Hydantoins are often reported as potent anticonvulsant drugs; however, recent studies have highlighted their antinociceptive potential. Based on these reports, this study investigated the antinociceptive and anti-inflammatory activities of the hydantoin derivative 5-(4-isopropylphenyl)-3-phenyl-imidazolidine-2,4-dione (IM-7) using animal models. Treated mice submitted to the acetic acid-induced writhing test showed increase (p<0.01 or p<0.001) in the latency to the first writhing and reduction in the number of abdominal writhing (p<0.001). Furthermore, all doses reduced the nociceptive response in the first (p<0.05 or p<0.001) and second (p<0.001) phases of the formalin test. This effect was inhibited by pretreatment with the antagonists naloxone, sulpiride and caffeine. Additionally, IM-7 (75, 150 and 300 mg/kg, i.p.) reduced (p<0.05 or p<0.001) the glutamate-induced nociceptive response.

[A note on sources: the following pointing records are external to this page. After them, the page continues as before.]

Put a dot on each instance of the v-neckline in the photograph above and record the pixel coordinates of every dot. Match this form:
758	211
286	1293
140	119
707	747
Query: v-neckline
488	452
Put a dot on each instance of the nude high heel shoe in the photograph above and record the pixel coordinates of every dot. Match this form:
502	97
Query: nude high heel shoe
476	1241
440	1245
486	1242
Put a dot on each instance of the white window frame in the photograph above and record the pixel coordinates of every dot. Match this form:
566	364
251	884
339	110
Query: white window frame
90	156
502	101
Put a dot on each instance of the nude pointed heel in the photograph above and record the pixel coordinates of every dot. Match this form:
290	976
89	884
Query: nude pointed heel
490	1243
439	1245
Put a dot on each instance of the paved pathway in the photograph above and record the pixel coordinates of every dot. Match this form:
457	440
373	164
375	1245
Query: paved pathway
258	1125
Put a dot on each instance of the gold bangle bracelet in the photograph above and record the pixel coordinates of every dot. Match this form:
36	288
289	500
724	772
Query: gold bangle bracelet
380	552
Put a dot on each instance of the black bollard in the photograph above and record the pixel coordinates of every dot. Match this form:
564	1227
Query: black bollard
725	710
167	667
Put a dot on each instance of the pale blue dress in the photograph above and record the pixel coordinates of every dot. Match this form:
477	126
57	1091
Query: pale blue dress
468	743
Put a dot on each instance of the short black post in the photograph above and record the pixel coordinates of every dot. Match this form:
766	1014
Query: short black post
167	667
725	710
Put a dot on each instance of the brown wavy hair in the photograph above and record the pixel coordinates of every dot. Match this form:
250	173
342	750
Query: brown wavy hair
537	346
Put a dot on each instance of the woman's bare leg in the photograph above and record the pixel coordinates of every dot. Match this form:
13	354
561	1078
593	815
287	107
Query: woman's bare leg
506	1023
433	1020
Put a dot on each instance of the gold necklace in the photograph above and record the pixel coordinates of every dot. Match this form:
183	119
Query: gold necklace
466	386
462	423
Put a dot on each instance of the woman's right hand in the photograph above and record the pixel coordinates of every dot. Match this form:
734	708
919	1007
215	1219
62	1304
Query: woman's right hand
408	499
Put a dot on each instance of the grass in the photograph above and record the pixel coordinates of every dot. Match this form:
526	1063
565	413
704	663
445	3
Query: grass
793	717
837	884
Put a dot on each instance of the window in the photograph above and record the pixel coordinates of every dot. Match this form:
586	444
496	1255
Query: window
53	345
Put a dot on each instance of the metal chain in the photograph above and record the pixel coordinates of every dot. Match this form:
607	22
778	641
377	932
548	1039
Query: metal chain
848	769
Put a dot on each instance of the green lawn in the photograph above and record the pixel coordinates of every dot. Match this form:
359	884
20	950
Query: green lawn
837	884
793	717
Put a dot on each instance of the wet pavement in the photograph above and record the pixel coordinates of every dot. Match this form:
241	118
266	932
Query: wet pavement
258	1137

Carrageenan-induced paw edema was strongly reduced following treatment with all doses of IM-7 (p<0.05, p<0.01 or p<0.001), and so were leukocyte migration and levels of interleukin-1β (300 mg/kg: p<0.001) and tumor necrosis factor-α (300 mg/kg: p<0.01) in carrageenan-induced peritonitis. Therefore, IM-7 decreased the nociceptive response via a mechanism involving the opioid, dopaminergic, and adenosinergic receptors. Its anti-inflammatory action also contributed by decreasing the release of pro-inflammatory cytokines.

Key words: Pain, inflammation, IM-7, nociception.